Wind erosion is a serious problem in the United States and the world. It is responsible for about
half of the more than two billion tons of soil lost from U.S. cropland annually. In the Great Plains
alone, about five million acres are damaged moderately to severely by wind erosion each year. Wind
erosion increases fertilizer requirements by removing the most fertile parts of the soil. Some soil
from damaged land enters the atmosphere where it obscures visibility, pollutes the air, causes automobile
accidents, fouls machinery, and imperils animal and human health. Blowing soil also fills road and
irrigation ditches; buries fences; reduces seedling survival and growth; damages and lowers the quality
of vegetable crops; increases susceptibility of plants to diseases; and contributes to transmission of
plant pathogens. Deposition of wind blown sediments in drainage pathways and on water bodies significantly
deteriorates water quality. Estimates of on-site and off-site costs of soil erosion by wind exceed
$20 billion per year.
Wind erosion and fugitive dust continue to threaten soil resources, air quality, and sustainable
agricultural production. Research objectives to address these problems are: 1) basic research to understand
the processes of particulate dust emissions; 2) improve and extend the Wind Erosion Prediction System (WEPS)

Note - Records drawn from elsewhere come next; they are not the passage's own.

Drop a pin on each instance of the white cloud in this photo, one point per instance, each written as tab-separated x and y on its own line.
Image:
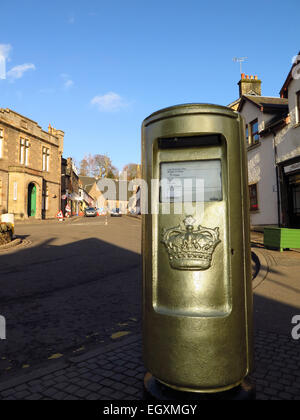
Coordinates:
4	56
68	82
109	102
17	72
5	50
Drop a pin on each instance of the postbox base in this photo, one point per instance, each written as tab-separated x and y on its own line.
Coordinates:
155	390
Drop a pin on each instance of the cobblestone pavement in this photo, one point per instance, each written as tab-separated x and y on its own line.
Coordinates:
117	371
72	288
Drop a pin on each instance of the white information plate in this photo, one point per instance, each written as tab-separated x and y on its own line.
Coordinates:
191	181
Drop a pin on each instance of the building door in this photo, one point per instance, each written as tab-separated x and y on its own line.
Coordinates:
31	200
294	201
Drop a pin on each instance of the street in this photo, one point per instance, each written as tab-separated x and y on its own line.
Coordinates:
72	286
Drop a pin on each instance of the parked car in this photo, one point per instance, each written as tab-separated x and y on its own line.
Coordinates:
90	212
115	213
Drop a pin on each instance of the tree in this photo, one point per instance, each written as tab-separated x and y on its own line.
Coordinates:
87	166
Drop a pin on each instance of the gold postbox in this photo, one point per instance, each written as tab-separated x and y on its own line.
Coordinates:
197	293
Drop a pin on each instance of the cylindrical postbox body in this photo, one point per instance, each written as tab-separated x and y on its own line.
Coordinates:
197	294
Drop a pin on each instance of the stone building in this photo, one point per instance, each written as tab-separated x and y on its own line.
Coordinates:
260	112
287	147
70	187
30	167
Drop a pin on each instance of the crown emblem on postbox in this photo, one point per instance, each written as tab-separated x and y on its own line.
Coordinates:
190	248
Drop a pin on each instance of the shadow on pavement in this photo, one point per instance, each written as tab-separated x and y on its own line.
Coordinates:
61	299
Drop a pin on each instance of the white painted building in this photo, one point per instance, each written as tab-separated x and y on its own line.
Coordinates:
287	141
259	112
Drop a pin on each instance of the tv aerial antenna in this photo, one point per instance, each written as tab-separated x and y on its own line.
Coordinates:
240	60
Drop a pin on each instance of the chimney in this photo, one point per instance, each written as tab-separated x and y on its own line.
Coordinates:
60	136
249	85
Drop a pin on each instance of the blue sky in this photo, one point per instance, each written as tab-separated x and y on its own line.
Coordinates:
96	69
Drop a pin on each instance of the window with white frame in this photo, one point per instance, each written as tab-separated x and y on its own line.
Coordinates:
46	159
24	152
15	191
45	203
253	133
1	142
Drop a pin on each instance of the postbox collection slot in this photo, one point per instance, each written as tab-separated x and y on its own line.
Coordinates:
189	141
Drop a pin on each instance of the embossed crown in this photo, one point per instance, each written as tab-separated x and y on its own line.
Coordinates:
190	249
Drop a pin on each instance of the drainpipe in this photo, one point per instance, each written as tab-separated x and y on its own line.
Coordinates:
277	180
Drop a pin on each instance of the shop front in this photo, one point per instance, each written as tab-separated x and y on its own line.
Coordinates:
290	193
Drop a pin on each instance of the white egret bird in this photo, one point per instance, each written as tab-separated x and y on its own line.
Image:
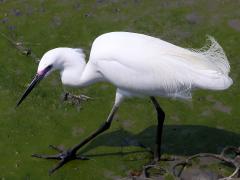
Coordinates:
138	65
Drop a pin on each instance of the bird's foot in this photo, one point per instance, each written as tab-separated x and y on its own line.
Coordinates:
62	156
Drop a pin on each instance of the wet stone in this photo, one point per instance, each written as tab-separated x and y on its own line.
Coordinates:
234	24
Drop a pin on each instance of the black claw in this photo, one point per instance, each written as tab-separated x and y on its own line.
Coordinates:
55	148
46	156
60	164
82	158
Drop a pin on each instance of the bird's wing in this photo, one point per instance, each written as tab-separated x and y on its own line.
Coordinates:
152	66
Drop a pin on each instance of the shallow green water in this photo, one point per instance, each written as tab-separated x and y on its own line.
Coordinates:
206	124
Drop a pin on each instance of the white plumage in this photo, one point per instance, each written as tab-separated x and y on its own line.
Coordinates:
142	65
138	65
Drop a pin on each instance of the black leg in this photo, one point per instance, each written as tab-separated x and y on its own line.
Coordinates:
160	117
71	154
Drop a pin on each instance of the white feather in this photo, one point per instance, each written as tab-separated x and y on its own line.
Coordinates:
149	66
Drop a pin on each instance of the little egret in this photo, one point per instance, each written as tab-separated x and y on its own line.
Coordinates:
138	65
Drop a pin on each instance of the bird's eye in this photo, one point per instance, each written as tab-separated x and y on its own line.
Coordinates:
49	67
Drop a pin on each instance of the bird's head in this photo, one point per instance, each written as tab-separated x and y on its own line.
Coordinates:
51	60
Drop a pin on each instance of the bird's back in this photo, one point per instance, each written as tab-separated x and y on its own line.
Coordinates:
146	65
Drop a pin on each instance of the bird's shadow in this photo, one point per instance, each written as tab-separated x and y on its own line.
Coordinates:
182	140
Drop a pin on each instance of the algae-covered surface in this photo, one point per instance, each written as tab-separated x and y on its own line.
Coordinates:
208	123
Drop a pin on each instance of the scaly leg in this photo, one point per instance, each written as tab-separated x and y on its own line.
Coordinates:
71	154
160	117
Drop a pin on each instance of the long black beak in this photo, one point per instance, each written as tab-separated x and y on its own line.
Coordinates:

model to additional applications, including rangelands, construction sites and other disturbed lands; 3)
develop improved control practices for reducing dust emissions, and; 4) transfer science based technology to
customers. The studies conducted result in reliable
wind erosion prediction tools and control practices to sustain agriculture, protect the environment, and
conserve natural resources.
Recent Accomplishments Released WEPS to the Natural Resources Conservation Service for implementation in the United States
for conservation planning. WEPS is a state-of-the-art tool for developing BMPs to combat wind erosion
is the only model available to provide realistic estimates of PM10 (fine dust) from agricultural lands.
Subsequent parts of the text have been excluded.